Die SPD-Oberndorf möchte, in Anbetracht der Tatsache, dass sich der Kreis Rottweil aus dem Projekt
MVZ-Genossenschaft zurückgezogen hat, nicht mehr noch länger warten. Der Ball liegt nun, nach unserer
Ansicht, wieder direkt bei den Kommunen selbst.

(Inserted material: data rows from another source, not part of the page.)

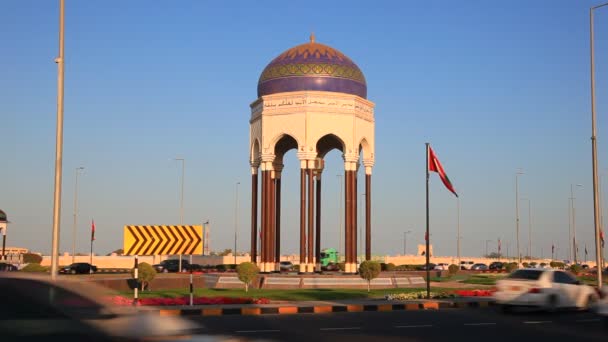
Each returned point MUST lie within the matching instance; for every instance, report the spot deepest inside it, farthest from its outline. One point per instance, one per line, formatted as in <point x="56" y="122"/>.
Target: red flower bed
<point x="474" y="293"/>
<point x="120" y="300"/>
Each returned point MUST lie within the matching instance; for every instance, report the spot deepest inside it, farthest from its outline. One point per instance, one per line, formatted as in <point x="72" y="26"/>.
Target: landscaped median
<point x="260" y="302"/>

Die KVBW würde, nach wie vor, gerade Kommunen im
ländlichen Raum bei der Einrichtung eines MVZ finanziell fördern.
Der Anstoss dafür muss dabei natürlich von der Kommune kommen.

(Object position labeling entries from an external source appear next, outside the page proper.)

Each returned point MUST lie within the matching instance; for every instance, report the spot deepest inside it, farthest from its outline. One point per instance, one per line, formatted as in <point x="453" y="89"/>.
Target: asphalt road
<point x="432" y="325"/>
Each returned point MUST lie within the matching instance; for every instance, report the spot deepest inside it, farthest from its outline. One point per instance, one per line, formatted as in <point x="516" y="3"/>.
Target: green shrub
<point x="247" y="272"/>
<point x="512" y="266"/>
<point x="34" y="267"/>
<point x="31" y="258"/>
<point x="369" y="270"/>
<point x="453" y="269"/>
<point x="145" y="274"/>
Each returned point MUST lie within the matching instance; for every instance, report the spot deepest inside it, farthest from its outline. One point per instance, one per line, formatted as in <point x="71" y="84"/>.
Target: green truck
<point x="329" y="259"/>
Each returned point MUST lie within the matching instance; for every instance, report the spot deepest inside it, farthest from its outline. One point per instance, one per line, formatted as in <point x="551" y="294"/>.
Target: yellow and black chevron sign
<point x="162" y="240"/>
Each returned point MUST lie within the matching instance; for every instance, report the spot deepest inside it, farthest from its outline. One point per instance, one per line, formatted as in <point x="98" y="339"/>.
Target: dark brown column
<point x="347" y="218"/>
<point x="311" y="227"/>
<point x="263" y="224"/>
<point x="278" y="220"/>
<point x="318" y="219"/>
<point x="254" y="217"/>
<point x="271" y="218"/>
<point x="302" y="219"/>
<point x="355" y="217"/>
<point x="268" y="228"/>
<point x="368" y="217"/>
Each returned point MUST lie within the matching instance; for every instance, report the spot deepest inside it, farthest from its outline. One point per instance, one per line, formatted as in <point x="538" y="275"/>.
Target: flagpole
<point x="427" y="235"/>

Deshalb will die SPD die Bürgerinnen und Bürger der Gesamtstadt über ihre eigene Einschätzung und Erfahrung
mit der Versorgung durch Hausärzte (kassenärztlich) und Fachärzten, hier speziell Kinderärzte, befragen.
Die derzeitige Versorgung durch Hausärzte liegt, laut Statistik, derzeit im Kreis bei noch knappen 70%, Tendenz sinkend.
Bei den Kinderärzten ist die Bilanz noch schlechter, nämlich mittlerweile bei 62,5%.
Des Weiteren bittet sie die Bürgerinnen und Bürger, sich an einer Unterschriftenaktion zu beteiligen.
Ziel dieser Unterschriftenaktion soll sein, dass sich die Stadt Oberndorf intensiv mit dem Thema
Absicherung der der Gesundheitsversorgung durch Hausärzte (kassenärztlich) im Raum Oberndorf
befasst. Dabei soll sie öffentlich darstellen, welche Lösung sie, alternativ zu einem genossenschaftlich organisiertem
MVZ anbietet.
Die SPD ist von einer Lösung durch private Investoren nicht überzeugt, solange bei dieser Lösung nicht auch die
Versorgung von Pflichtversicherten, also nicht nur Priavtversicherten, berücksichtig wird.
Auch würden wir gerne erfahren, ob die Stadtverwaltung hierfür schon einen Zeitplan hat.
Die SPD startet diese Umfrage- und Unterschriftenaktion nach den Osterferien.